Уважаемый Андрей Витальевич! Завершилась конференция «Человек, общество и власть в годы «Русской Смуты» 1917-1920-х годов. Память, осмысление, примирение», организованной при Вашем активном участии крымским и севастопольским отделениями Российского исторического общества. Каковы Ваши общие впечатления от конференции? Какие Вы ставили себе задачи, считаете ли Вы их выполненными?

 

Андрей Мальгин

– Уже в начале года мне стало казаться, что такое событие как 100-летие Гражданской войны неумолимо отодвигается в тень, и любые мероприятия к этой дате могут просто не осуществиться. С одной стороны, 75-летие Победы, и эта дата вытесняет все остальные. С другой стороны, ситуация с коронавирусом. И пока шла подготовка к конференции, всё время было ощущение, что ничего не получится. Тем не менее, сегодня можно констатировать, что конференция состоялась.

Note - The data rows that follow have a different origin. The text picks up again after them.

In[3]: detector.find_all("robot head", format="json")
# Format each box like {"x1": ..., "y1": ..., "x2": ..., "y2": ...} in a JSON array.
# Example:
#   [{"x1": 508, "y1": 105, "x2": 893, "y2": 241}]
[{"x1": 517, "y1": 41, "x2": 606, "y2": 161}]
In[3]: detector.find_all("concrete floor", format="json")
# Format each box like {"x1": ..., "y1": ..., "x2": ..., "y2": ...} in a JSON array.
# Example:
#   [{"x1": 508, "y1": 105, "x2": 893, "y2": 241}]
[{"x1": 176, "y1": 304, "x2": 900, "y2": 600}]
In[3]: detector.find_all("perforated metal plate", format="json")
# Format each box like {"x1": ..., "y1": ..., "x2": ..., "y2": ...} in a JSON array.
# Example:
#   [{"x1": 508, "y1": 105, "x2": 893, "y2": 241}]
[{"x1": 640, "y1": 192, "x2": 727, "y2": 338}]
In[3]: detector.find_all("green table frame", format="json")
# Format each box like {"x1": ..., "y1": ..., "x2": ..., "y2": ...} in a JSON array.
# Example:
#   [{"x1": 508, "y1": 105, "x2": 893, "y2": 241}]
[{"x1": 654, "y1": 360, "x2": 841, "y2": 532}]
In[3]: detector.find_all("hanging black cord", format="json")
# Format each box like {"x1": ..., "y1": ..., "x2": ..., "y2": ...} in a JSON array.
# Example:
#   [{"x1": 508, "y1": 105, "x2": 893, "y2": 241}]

Мой замысел состоял из двух частей. Во-первых, историческая и краеведческая составляющая. Важно было подвести определенные итоги, потому что 100-летие окончания гражданской войны – это еще и 30-летие начала разговоров на эту тему в поздне-советском и постсоветском обществе.

В чем состояла архивная революция 1990-х, что было такое для молодых историков открывать мир? В первую очередь, это означало приобщение к архивам по истории революции и гражданской войны. Сейчас топовой проблематикой, которая активно изучается, обсуждается, по которой выходит массовая литература – это Вторая мировая война. А 30 лет назад таковой была тематика революции и гражданской войны.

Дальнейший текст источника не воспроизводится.